[45] Ce fut Guillaume Fraser, et non Simon Fraser, qui fut tué à la bataille de Nevill’s Cross. Voyez Annals of Scotland by lord Hailes, éd. de 1797, vol. III, p. 108.

[46] Alexandre de Ramsey ne fut pas tué, mais fait prisonnier par Jean de Ever. Rymer, vol. III, p. 95.

[47] Jean ou John Randolph, comte de Murray, fut tué et non fait prisonnier. Robert de Avesbury, Hist. Ed. III, p. 145.

[48] Il s’agit ici de Patrick, comte de Dunbar et de March. Dunbar, siége d’un comté et forteresse très-importante au moyen âge, est aujourd’hui une ville du comté de Haddington, en Écosse. Patrick de Dunbar, comte de March, ne fut pas tué, mais fait prisonnier par Raoul de Nevill. (Rymer, vol. III, p. 95.)

[49] Guillaume de Douglas l’aîné fut en effet fait prisonnier par Guillaume Deincourt. (Rymer, vol. III, p. 95.) Thomas Samson mentionne un autre Guillaume Douglas qu’il appelle «monsir William Douglas le frère» et «monsir Henri Douglas, le frère monsir William» comme ayant été faits prisonniers à Nevill’s Cross.

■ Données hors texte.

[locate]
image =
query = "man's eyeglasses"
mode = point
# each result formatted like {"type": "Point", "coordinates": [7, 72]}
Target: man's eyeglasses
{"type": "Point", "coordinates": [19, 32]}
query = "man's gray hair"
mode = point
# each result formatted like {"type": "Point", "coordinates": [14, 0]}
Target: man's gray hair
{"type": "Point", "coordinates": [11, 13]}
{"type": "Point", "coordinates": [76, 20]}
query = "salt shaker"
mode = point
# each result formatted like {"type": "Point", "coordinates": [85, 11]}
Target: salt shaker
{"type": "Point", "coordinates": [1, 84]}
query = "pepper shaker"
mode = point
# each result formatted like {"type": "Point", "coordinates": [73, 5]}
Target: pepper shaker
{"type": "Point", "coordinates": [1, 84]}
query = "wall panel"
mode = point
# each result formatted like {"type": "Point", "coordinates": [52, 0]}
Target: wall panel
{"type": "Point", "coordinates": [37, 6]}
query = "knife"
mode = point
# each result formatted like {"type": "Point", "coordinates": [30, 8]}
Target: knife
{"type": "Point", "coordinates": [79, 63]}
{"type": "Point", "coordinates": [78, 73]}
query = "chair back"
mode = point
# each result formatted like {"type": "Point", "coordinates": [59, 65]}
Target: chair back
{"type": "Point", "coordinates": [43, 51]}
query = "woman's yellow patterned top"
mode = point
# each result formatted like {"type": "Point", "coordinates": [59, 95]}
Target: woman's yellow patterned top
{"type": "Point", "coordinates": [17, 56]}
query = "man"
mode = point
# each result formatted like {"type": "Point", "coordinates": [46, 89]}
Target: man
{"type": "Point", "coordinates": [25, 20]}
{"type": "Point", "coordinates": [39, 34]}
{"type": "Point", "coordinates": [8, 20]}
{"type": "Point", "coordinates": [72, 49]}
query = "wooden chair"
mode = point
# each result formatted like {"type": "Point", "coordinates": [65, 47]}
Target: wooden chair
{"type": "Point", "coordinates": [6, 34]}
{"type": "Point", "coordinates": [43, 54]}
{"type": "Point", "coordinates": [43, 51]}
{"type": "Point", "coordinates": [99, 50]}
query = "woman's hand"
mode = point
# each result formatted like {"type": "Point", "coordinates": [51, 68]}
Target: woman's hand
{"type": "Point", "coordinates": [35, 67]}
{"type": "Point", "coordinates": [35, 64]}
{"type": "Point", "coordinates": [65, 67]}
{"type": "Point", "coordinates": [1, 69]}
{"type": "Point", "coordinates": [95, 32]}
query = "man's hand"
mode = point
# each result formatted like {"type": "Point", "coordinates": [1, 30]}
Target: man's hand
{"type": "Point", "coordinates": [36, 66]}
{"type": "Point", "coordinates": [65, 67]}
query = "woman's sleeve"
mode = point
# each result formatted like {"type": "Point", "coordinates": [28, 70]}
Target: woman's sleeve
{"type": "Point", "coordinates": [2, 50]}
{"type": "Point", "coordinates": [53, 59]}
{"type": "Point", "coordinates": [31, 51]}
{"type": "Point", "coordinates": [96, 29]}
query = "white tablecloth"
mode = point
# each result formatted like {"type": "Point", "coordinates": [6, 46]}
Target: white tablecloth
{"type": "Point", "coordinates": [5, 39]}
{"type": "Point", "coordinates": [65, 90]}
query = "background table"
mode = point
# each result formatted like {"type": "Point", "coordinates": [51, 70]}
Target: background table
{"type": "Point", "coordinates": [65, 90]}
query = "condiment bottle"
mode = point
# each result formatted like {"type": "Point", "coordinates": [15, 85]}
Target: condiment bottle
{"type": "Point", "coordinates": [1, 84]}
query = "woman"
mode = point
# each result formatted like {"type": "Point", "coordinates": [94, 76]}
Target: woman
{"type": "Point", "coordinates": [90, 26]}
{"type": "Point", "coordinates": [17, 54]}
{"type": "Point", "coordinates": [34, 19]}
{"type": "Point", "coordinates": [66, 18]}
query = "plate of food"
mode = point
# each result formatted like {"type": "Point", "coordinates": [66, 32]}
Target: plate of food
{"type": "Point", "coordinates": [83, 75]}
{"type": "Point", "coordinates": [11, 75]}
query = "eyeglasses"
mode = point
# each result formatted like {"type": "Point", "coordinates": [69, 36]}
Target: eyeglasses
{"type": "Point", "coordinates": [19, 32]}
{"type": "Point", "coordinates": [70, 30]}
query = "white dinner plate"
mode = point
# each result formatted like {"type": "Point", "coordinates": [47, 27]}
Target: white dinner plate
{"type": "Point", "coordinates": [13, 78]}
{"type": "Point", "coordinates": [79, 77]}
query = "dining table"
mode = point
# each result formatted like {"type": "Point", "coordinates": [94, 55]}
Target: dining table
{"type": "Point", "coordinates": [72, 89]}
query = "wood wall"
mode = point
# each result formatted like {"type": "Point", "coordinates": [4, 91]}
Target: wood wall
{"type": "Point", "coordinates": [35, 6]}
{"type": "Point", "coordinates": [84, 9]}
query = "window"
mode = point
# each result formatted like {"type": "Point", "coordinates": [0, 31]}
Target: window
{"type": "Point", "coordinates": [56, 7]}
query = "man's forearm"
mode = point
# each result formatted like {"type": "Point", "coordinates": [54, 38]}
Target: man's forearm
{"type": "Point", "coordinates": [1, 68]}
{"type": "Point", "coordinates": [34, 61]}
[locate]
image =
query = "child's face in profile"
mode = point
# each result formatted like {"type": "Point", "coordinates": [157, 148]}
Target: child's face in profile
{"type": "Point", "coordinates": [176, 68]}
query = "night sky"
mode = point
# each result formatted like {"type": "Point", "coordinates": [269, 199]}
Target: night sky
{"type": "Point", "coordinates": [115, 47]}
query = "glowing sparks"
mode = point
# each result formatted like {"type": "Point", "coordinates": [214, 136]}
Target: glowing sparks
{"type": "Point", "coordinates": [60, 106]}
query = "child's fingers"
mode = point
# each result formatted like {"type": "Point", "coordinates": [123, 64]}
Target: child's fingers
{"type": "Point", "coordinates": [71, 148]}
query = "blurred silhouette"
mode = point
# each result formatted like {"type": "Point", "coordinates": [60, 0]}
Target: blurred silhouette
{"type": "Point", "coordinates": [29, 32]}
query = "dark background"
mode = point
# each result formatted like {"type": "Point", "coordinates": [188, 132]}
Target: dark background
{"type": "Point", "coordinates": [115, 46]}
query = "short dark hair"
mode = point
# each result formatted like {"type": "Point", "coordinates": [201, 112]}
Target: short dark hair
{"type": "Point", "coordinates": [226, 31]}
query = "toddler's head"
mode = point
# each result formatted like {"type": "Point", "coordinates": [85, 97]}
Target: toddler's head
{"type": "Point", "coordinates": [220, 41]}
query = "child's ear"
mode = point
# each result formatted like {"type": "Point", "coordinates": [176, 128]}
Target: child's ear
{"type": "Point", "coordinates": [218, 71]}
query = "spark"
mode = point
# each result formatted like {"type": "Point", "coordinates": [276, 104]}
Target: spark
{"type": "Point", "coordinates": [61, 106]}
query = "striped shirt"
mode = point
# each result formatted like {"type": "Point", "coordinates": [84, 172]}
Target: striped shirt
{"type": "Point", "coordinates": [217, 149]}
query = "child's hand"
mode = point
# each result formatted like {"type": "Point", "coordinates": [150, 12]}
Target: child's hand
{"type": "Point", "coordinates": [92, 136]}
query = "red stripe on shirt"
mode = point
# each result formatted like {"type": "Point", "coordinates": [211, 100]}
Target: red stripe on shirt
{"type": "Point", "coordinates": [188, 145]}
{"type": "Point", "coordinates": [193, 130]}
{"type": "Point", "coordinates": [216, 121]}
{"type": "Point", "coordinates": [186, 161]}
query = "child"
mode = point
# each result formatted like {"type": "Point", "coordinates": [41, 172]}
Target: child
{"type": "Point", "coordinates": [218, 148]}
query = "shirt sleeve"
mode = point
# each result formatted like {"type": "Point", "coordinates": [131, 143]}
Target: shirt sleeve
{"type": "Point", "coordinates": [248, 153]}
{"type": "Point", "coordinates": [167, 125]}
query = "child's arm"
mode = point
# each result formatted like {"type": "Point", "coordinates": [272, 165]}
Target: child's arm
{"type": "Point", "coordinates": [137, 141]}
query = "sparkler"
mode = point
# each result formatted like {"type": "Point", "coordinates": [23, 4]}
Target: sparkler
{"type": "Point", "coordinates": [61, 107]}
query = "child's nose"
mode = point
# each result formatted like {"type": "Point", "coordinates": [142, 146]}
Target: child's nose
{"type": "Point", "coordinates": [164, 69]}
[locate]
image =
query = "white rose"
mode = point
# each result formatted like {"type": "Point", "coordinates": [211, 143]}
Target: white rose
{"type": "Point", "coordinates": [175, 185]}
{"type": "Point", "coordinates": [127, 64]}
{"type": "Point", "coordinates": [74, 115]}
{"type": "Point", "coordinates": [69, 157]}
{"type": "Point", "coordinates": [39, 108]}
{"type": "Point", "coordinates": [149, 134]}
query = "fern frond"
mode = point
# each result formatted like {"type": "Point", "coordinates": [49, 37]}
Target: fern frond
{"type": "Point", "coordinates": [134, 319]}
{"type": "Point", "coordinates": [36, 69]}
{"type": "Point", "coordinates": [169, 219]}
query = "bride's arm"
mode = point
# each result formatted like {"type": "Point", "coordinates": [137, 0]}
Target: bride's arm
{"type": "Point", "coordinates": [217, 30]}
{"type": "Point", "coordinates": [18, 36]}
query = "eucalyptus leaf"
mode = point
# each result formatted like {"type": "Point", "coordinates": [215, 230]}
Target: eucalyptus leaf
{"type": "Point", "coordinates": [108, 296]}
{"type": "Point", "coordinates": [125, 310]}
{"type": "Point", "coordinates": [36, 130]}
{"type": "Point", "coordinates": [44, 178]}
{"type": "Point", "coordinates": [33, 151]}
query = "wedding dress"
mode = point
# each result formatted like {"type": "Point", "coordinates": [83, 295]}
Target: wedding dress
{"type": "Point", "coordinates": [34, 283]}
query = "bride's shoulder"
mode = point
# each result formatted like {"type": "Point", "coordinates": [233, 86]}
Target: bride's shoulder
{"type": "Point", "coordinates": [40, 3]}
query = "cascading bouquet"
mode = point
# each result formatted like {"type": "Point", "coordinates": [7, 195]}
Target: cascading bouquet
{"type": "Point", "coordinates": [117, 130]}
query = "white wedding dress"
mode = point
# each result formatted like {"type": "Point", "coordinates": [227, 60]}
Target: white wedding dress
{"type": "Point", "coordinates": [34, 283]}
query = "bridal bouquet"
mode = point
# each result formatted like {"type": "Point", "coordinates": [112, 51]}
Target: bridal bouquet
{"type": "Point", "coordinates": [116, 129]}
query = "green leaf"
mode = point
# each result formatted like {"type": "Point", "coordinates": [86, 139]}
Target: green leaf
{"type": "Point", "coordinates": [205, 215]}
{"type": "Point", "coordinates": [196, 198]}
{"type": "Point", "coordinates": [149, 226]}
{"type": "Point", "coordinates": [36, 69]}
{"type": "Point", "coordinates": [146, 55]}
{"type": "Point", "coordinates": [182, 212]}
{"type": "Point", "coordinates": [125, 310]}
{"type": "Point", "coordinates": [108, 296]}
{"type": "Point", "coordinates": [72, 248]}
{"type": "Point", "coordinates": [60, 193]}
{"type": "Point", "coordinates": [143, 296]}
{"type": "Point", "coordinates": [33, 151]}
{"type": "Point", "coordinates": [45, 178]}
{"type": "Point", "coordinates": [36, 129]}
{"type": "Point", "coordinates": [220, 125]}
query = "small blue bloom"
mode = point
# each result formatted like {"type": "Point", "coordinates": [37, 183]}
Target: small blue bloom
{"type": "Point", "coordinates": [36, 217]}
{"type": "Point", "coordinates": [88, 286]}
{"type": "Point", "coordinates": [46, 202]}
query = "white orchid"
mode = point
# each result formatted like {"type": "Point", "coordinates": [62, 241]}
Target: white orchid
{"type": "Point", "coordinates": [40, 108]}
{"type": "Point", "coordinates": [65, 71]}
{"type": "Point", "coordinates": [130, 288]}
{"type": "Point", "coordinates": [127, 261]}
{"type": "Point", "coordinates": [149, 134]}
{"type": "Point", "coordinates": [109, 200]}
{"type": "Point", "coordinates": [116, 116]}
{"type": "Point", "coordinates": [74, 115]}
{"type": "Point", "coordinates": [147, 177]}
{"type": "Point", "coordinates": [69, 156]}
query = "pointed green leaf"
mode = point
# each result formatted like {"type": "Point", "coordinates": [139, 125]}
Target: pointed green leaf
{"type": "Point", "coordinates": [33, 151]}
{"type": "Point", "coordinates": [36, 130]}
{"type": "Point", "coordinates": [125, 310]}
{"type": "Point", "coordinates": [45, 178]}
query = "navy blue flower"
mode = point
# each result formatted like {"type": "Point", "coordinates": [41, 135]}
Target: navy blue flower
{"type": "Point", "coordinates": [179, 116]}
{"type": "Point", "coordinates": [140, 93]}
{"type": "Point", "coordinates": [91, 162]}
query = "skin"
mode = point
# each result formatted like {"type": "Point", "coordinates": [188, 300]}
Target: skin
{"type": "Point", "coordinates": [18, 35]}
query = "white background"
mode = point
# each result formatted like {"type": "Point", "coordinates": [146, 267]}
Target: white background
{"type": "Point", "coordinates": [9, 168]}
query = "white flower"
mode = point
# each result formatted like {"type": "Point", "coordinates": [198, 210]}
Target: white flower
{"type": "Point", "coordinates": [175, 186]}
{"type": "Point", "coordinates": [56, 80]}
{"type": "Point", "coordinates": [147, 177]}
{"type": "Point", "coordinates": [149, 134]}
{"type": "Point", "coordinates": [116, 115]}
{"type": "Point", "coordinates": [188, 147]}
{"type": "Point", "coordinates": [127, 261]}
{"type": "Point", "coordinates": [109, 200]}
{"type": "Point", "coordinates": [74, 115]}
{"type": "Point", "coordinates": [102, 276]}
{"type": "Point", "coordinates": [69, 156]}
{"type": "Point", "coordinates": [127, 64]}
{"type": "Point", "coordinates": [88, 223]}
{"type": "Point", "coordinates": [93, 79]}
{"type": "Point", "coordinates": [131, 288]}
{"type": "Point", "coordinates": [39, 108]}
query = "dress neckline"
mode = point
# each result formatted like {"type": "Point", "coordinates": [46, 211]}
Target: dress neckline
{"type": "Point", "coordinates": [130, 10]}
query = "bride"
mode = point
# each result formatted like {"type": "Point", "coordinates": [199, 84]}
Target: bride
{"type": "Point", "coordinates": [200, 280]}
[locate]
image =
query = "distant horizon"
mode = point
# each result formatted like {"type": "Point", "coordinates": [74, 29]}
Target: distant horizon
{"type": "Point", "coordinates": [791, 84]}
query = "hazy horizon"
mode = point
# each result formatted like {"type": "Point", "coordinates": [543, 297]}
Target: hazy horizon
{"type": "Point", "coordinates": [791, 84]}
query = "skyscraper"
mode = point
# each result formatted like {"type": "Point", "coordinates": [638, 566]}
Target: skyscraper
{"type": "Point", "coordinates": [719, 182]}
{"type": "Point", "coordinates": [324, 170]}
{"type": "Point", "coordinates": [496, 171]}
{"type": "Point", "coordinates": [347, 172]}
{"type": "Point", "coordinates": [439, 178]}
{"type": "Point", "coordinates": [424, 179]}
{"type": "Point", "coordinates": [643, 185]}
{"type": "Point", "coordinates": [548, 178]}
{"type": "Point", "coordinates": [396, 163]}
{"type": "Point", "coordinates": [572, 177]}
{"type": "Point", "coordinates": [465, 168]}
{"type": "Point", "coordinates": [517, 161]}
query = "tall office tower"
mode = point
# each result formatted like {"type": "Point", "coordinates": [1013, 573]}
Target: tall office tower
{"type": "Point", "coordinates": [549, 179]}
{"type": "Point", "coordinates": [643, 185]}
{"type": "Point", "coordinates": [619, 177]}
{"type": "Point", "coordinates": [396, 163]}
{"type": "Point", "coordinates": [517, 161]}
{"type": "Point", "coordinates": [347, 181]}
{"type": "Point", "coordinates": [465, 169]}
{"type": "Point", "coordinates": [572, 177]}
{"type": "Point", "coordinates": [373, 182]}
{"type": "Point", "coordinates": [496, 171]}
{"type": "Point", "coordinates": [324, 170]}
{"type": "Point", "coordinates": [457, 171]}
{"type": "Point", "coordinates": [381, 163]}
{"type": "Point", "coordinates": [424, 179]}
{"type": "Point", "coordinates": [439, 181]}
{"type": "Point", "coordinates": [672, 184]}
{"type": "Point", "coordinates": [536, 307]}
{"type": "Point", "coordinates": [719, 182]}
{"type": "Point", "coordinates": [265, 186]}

[50] Ce curieux passage ne se trouve que dans la rédaction de Rome.

[51] Cette mention de la présence de Philippe de Hainaut à Newcastle pendant que se livrait la bataille de Nevill’s Cross est une erreur que Froissart a empruntée à Jean le Bel (Chroniques, t. II, p. 110). La reine d’Angleterre dut passer la mer vers le 10 septembre, car des lettres de sauvegarde furent délivrées à quatre personnes qui devaient l’accompagner dans son voyage sur le continent, et ces lettres devaient avoir leur effet depuis le 10 septembre jusqu’à Noel 1346. (Rymer, Fœdera, vol. III, p. 90). On conserve d’ailleurs aux archives de Mons une charte qui prouve que le jour même où se livrait la bataille de Nevill’s Cross, c’est-à-dire le 17 octobre 1346, Philippe de Hainaut se trouvait à Ypres avec sa sœur l’impératrice Marguerite.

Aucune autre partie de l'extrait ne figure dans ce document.